Carlos Henriques

Personal information
- Full name: Carlos Daniel Anastácio Henriques
- Date of birth: 7 July 1993 (age 31)
- Place of birth: Silves, Portugal
- Height: 1.84 m (6 ft 1⁄2 in)
- Position(s): Goalkeeper

Team information
- Current team: Torreense
- Number: 99

Youth career
- 2001–2007: Silves
- 2007–2008: Imortal
- 2008–2009: Silves
- 2009–2012: Portimonense

Senior career*
- Years: Team / Apps / (Gls)
- 2012–2020: Portimonense / 11 / (0)
- 2018–2019: → Paços Ferreira (loan) / 2 / (0)
- 2019–2020: → Covilhã (loan) / 24 / (0)
- 2020–2021: Mafra / 14 / (0)
- 2021–: Torreense / 21 / (0)

= Carlos Henriques =

Portuguese footballer

Carlos Daniel Anastácio Henriques (born 7 July 1993) is a Portuguese professional footballer who plays as a goalkeeper for Liga Portugal 2 club Torreense.

==Club career==
Born in Silves, Algarve, Henriques played for three local clubs as a youth, finishing his development at Portimonense SC. He never made more than five Segunda Liga appearances in his first six seasons as a senior, his first coming on 14 January 2012 in a 1–2 home loss against C.F. União.

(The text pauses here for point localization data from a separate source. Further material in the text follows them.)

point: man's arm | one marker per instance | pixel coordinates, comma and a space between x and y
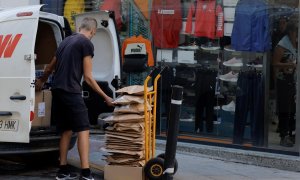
88, 77
48, 70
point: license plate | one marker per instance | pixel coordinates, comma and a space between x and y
9, 125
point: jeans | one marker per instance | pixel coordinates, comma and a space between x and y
249, 108
205, 96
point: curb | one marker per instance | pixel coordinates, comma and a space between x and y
270, 160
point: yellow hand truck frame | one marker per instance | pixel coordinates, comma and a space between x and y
150, 98
154, 166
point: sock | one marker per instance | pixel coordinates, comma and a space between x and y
86, 172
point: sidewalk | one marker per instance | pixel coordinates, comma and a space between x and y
197, 166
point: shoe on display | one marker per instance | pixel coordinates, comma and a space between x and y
231, 77
286, 142
191, 46
257, 63
90, 177
65, 176
229, 107
210, 46
229, 48
234, 62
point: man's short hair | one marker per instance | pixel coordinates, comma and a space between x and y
88, 23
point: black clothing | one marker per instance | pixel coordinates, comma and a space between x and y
69, 66
69, 111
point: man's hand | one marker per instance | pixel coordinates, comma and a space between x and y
39, 85
109, 101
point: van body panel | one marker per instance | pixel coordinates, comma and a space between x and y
18, 29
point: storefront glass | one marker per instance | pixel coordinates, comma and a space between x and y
236, 59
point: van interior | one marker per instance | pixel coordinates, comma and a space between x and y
47, 39
46, 43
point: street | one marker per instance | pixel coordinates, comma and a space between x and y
32, 167
191, 166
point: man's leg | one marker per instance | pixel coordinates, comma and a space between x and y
83, 145
64, 146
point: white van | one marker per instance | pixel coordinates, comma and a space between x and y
28, 39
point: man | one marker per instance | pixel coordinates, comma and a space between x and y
72, 61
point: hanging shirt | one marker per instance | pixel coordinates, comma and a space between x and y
290, 54
71, 8
251, 27
209, 21
113, 5
220, 21
205, 25
189, 20
166, 23
139, 39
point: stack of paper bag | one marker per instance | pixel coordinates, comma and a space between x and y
125, 136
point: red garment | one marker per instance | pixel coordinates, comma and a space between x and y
205, 24
113, 5
220, 21
189, 21
139, 39
166, 23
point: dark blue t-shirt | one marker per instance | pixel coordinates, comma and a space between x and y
69, 66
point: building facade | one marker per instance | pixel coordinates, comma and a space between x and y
236, 59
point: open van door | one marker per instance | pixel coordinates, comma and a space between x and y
18, 29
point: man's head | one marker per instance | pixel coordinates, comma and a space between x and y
88, 27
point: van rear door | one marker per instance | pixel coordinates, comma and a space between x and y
18, 29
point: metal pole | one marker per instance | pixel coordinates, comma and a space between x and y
172, 133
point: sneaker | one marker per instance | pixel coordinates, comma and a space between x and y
229, 48
257, 63
90, 177
229, 107
231, 77
234, 62
286, 142
64, 176
210, 46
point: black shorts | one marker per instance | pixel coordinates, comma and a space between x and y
69, 111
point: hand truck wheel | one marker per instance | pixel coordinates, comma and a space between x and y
154, 169
162, 155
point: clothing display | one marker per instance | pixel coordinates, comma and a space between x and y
207, 14
113, 5
286, 89
205, 98
251, 27
249, 107
139, 39
71, 8
166, 23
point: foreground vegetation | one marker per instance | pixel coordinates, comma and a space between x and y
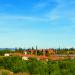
34, 67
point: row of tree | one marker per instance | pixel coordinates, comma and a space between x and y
35, 67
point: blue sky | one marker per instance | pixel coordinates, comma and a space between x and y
45, 23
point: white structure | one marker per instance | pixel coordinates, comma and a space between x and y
24, 58
6, 54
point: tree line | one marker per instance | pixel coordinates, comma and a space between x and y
35, 67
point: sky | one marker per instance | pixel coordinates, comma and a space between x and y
45, 23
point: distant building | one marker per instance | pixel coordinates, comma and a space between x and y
6, 54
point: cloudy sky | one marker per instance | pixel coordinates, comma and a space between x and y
45, 23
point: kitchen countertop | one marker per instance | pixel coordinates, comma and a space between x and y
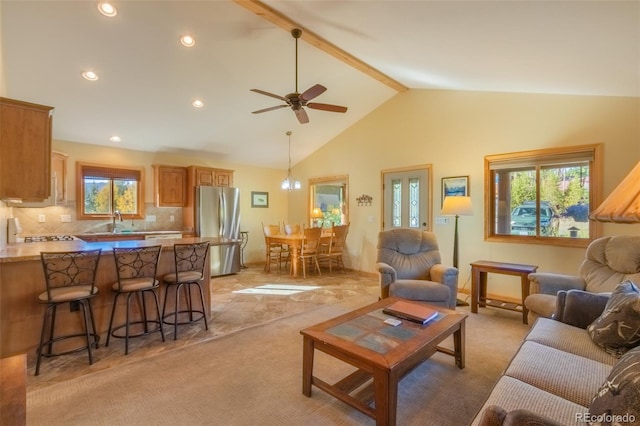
31, 251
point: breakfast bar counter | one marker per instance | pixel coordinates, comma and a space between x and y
22, 280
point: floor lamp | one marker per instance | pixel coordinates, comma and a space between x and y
456, 206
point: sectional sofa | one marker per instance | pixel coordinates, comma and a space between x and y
581, 367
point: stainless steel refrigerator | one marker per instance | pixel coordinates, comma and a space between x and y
218, 215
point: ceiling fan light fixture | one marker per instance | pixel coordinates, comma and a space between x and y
90, 75
187, 40
107, 9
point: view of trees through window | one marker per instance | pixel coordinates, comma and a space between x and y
563, 205
104, 196
543, 193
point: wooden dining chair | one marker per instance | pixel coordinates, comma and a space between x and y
275, 253
333, 252
310, 248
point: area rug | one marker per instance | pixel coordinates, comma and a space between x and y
254, 377
277, 289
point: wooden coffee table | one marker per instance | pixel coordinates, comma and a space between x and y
380, 352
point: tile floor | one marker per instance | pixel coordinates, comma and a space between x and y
230, 312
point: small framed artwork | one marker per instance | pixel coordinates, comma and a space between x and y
455, 186
259, 199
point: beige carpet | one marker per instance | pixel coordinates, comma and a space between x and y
253, 377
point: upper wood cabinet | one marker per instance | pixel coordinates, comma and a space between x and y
170, 186
207, 176
25, 150
59, 176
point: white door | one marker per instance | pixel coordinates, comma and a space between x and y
406, 196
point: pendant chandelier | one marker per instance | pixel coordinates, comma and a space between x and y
290, 183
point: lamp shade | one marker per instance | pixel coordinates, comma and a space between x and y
623, 204
457, 206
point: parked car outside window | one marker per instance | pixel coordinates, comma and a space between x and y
523, 219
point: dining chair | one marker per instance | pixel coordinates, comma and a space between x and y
69, 278
190, 263
333, 252
275, 253
136, 269
310, 248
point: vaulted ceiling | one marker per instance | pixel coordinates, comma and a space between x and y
363, 52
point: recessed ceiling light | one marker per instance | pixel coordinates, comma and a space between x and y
187, 40
107, 9
90, 75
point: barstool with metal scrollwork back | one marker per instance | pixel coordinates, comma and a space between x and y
244, 240
69, 278
136, 269
190, 262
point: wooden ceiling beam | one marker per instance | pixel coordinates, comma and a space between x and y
310, 37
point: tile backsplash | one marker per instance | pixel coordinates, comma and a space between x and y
30, 220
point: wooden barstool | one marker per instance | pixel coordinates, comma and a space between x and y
136, 268
190, 262
69, 278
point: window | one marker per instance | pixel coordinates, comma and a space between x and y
330, 195
543, 196
102, 189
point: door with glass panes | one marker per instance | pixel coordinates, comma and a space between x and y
407, 198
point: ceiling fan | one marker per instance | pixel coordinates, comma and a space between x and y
297, 101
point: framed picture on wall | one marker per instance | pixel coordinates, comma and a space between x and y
455, 186
259, 199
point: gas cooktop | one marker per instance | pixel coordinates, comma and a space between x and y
47, 238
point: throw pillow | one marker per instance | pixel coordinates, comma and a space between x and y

Henriques played his first match in the Primeira Liga on 5 May 2018 – his sole of the campaign – on 5 May 2018, in a 3–2 away defeat to C.F. Os Belenenses. He spent the following three years in the second division, with F.C. Paços de Ferreira, S.C. Covilhã (both on loan) and C.D. Mafra.

On 5 July 2021, Henriques signed with Liga 3 side S.C.U. Torreense.